One of the reasons Gov. Brown delayed declaring a state of emergency is that he wanted to make sure SoCal Gas — not its ratepayers, not the citizens of California, not the federal government — paid the full cost of the spill. In his order, he said that the company would be responsible not only for all costs related to the spill and the response, but also for a program to mitigate the effects of the greenhouse gas emissions.

There’s not much precedent for disasters this huge, but all signs point to SoCal Gas being on the hook for billions, for a very long time.

What is California doing to make sure this doesn’t happen again?

In Brown’s order, he made a number of announcements about the immediate response to the spill — stopping the leak, protecting residents, making sure SoCal Gas gets the bill — but he also announced some new policies.

A set of “emergency regulations” will go into place immediately, requiring:

at least daily inspection of gas storage well heads using gas leak detection technology such as infrared imaging; ongoing verification of the mechanical integrity of all gas storage wells; ongoing measurement of annular gas pressure or annular gas flow within wells; regular testing of all safety valves used in wells; minimum and maximum pressure limits for each gas storage facility in the state; a comprehensive risk management plan for each facility that evaluates and prepares for risks, including corrosion potential of pipes and equipment.

A number of state agencies will collaborate on a comprehensive report on “the long-term viability of natural gas storage facilities in California.”

Natural gas storage and pipelines.(Shutterstock)
Natural gas storage and pipelines.

Also, as mentioned earlier, the California Public Utilities Commission will develop a mitigation program sufficient to offset the greenhouse gases from the spill, “funded by the Southern California Gas Company.”

At two and a half months, the leak has spewed the equivalent of almost 7 million metric tons of CO2. Let’s say the leak is shut down in two months and there’s 5 million more. That’s 12 million tons, in a state that emits around 459 million tons a year — about 2.5 percent of the total. But it is California’s single largest source of greenhouse gas emissions and will, remarkably, add another third again to the state’s total methane emissions.

Mitigating 12 million metric tons of CO2 is no small thing. That is, according to EPA’s CO2 equivalency calculator, the total annual energy use of about a million homes or 2.5 million passenger vehicles. Or, put another way, it’s like burning almost 6,500,000 short tons of coal.

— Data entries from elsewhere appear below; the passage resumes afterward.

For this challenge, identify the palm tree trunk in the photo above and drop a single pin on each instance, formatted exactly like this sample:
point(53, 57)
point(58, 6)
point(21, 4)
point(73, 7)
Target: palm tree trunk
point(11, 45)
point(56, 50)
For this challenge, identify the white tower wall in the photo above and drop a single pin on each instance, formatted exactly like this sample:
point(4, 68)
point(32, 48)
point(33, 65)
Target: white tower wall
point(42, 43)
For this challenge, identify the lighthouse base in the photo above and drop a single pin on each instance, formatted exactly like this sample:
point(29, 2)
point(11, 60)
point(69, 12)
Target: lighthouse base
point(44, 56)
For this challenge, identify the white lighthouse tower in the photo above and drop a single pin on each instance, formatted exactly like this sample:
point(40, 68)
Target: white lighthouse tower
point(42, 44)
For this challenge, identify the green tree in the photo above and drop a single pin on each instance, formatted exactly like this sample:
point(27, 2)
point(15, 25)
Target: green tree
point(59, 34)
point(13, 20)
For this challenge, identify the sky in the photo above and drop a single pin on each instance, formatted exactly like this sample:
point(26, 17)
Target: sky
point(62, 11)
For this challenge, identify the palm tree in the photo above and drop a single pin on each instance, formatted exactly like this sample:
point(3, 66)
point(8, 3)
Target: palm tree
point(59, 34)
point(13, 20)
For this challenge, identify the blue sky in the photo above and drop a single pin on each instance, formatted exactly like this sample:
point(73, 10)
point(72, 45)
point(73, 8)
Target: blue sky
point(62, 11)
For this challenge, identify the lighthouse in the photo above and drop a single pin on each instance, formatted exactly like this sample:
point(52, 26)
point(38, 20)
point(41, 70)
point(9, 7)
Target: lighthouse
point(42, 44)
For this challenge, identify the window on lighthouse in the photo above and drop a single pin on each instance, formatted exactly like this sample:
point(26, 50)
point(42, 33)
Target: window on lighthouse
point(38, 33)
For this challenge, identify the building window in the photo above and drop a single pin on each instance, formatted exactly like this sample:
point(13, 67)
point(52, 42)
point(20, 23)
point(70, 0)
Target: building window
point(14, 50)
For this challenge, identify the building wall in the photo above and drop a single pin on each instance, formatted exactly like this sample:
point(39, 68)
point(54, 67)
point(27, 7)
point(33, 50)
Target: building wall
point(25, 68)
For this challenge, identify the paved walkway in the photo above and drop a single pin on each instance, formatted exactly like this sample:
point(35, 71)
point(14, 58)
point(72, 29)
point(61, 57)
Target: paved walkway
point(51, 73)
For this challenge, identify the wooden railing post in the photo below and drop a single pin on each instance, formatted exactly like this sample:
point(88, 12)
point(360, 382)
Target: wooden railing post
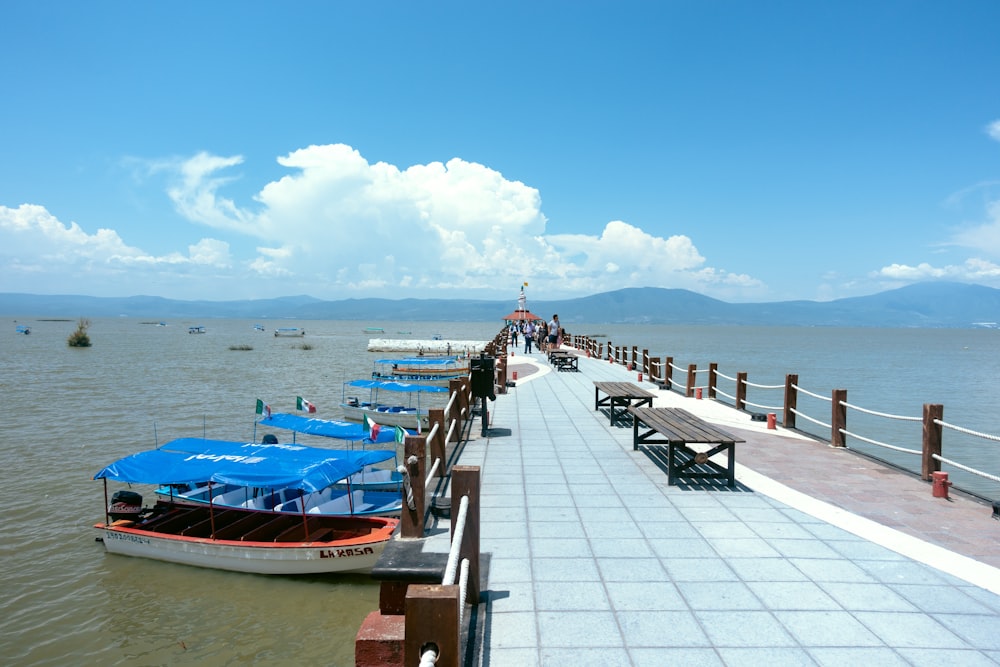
point(791, 400)
point(432, 613)
point(412, 520)
point(465, 482)
point(932, 440)
point(741, 390)
point(838, 418)
point(438, 446)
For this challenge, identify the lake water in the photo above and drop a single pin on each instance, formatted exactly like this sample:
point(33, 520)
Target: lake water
point(72, 411)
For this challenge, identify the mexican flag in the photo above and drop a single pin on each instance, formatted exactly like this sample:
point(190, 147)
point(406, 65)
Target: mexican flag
point(372, 428)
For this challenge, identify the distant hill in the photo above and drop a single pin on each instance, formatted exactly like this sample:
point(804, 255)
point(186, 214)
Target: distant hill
point(929, 305)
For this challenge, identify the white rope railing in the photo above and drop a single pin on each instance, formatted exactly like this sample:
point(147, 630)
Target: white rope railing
point(880, 414)
point(881, 444)
point(809, 393)
point(966, 431)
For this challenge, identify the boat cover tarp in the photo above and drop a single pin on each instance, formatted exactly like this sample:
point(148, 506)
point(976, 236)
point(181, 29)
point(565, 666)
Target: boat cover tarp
point(392, 385)
point(326, 427)
point(192, 460)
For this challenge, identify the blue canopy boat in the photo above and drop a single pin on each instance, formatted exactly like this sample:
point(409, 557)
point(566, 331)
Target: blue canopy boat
point(243, 539)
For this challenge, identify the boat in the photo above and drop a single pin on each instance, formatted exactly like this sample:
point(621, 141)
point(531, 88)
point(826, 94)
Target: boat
point(241, 540)
point(411, 415)
point(289, 332)
point(433, 370)
point(372, 477)
point(340, 498)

It will be very interesting to see what the CPUC comes up with.

Are there lessons here about climate change?

Yes and no.

Yes, in that methane emissions from natural gas production, storage, and transport constitute a big problem that doesn’t get enough attention. It is miserably regulated in California as well as nationally.

Earlier this year, the Obama administration released methane regulations for new and modified oil and gas drilling operations in August, meant to reduce methane emissions 40 to 45 percent over the next 10 years. But environmentalists are still pushing for regulations on existing operations, which they say will be needed to hit the climate goals Obama agreed to in Paris. And while California is moving to tighten regulations, methane remains a huge problem in wild-west fracking states.

us greenhouse emissions by gas(US EPA)

Nonetheless, it’s worth nothing that, cumulatively, carbon dioxide is a much, much worse climate problem than methane, and that oil and coal are both much, much worse climate problems than natural gas. Even under the most optimistic conceivable scenarios, natural gas will be with us for a long time, longer than coal, maybe even longer than oil.

And like all fossil fuel infrastructure, natural gas facilities are potentially dangerous. So while they’re around, they need to be well-regulated. The deeper lessons of the California natural gas leak are the same old boring ones: Good government matters. Serious regulations matter. Well-funded, fair, and vigorously applied law enforcement matters.

And, of course, the need to transition to carbon-free energy is as urgent as ever.